Empezó a temblar justo cuando papá se trepó en la silla para colgar la jaula. A pesar de que el temblor duró poco, a mi papá esa colgada de jaula por poquito y le cuesta la vida: en medio de un 7,5 en la escala de Richter cayó al suelo, y en un abrir y cerrar de ojos, tenía una pierna quebrada, la clavícula rota y tres dedos de la mano izquierda hechos pedazos.
Mamá, como siempre, fue quien se hizo cargo del desastre. Barrió las plumas, y con una destreza impresionante, se las ingenió para recoger a mi papá y ponerlo a salvo de los picotazos que le daba el atolondrado animal. Mi papá, como siempre, aguantaba el dolor y se mordía la lengua para que mi mamá y yo no lo viéramos llorar. Y así, mientras mi papá se cagaba en las tres cuartas partes de la Humanidad y en gran parte del Reino Animal; el perico, preso del espanto, se cagaba del susto e intentaba burlar los esfuerzos de mi madre para evitar que sus picotazos destrozaran la cabeza de mi papá; entretanto, yo me quedaba muy quieta en el marco de la puerta, esperando que terminara el temblor y observando, sin querer, el final de mi infancia.
A pesar de que apenas estaba aprendiendo a contar, el sopapazo de mi papá, los revoloteos del perico y la silenciosa abnegación de mi mamá, me hicieron entender que de todos los números que conocía –en ese momento solamente conocía diez- el número tres era el que, ciertamente, le traía más problemas a las personas.
A partir de ese temblor ya nada fue igual en la casa, empezando porque a papá lo enyesaron durante un mes y para él, mi recién llegada mascota dejó de ser un simpático animalito y pasó a ser un hijueputa pajarraco de mierda.
Desde ese día y en honor al percance, el perico fue bautizado con el nombre de Siete punto cinco.

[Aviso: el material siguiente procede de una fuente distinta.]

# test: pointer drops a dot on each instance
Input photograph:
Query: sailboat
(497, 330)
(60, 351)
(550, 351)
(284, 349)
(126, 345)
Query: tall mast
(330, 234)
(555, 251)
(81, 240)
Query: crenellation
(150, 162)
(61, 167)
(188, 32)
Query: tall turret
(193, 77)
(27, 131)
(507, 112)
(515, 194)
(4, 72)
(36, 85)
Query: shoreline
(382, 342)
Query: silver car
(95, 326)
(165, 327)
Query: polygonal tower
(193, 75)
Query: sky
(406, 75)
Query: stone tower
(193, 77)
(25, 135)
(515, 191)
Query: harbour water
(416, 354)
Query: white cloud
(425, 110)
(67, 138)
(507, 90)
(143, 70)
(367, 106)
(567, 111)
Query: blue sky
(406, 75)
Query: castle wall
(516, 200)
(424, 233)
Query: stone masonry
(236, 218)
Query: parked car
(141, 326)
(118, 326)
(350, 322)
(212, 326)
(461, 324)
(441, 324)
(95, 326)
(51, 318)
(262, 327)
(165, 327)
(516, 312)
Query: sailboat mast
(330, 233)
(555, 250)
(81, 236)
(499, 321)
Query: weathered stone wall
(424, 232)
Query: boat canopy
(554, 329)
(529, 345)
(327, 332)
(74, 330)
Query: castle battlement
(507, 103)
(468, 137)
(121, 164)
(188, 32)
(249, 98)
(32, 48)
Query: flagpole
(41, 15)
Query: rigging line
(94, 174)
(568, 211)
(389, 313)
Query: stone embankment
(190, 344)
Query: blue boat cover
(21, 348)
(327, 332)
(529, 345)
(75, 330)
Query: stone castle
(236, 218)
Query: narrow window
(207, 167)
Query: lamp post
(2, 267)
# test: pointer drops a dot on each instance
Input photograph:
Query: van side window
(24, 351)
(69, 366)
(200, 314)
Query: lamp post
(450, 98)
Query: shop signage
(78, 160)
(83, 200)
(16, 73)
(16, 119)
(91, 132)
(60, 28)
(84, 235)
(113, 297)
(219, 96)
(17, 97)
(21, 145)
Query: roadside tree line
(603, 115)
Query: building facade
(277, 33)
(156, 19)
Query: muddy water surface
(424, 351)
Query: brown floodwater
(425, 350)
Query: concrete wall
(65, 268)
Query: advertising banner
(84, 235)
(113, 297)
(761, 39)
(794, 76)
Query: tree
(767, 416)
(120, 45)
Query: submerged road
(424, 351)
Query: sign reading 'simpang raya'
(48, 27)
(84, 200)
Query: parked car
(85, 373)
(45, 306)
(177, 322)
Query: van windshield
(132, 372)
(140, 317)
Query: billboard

La entrada de Siete en nuestras vidas fue absolutamente telúrica: las réplicas de su llegada continuaron sintiéndose durante años. La verdad es que yo estaba contentísima con la llegada del perico porque vino a llenar un gran vacío en mis cinco años: mis papás no querían hacerme un hermanito y en el barrio donde vivíamos, para colmo de males, había escasez de animales y de niños. Yo era la única persona de cinco años en todo el vecindario y mi vida, hasta ese momento, había sido un poco solitaria.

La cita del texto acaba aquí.